The press is playing up both sides’ legal maneuvering that may delay until December before we know who wins this election. But the bottom line is this: Democrats are giving people the benefit of the doubt in registering people, while the GOP is trying to block poor people and blacks from voting. Republicans will argue that people need to obey the election laws. While that’s true of course, I’d rather be on the side trying to get greater participation, not stifling it. The GOP is adopting tactics reminiscent of decades of black disenfranchisement in the South. It’s not new to the election.
In 1981, the Republican National Committee sent letters to predominantly black neighborhoods in New Jersey, and when 45,000 letters were returned as undeliverable, the committee compiled a challenge list to remove those voters from the rolls. The RNC sent off-duty law enforcement officials to the polls and hung posters in heavily black neighborhoods warning that violating election laws is a crime.

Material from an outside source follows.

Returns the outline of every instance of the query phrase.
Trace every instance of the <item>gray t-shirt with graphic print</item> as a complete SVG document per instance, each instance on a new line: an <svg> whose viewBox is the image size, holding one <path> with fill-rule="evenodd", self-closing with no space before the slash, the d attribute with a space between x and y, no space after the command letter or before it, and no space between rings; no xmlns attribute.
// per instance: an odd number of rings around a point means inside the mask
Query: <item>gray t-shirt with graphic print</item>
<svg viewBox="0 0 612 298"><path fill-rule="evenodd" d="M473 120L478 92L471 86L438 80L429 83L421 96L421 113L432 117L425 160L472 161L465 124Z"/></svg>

In 1986, the RNC tried to have 31,000 voters, most of them black, removed from the rolls in Louisiana when a party mailer was returned. The consent decrees that resulted prohibited the party from engaging in anti-fraud initiatives that target minorities or conduct mail campaigns to “compile voter challenge lists.”
Undeliverable mail is the basis for this year’s challenges in Ohio. Republicans also sent mail to about 130,000 voters in Philadelphia, another heavily black and Democratic stronghold.
The civil rights groups and labor unions, which are backed by the Democratic Party, also charged that GOP plans to put challengers in thousands of precincts nationwide on Election Day are race-based. In several Florida counties, for instance, GOP challengers will disproportionately be based in black precincts.
Republicans said their plans involve putting challengers in precincts won handily by either Bush or Gore and has nothing to do with race.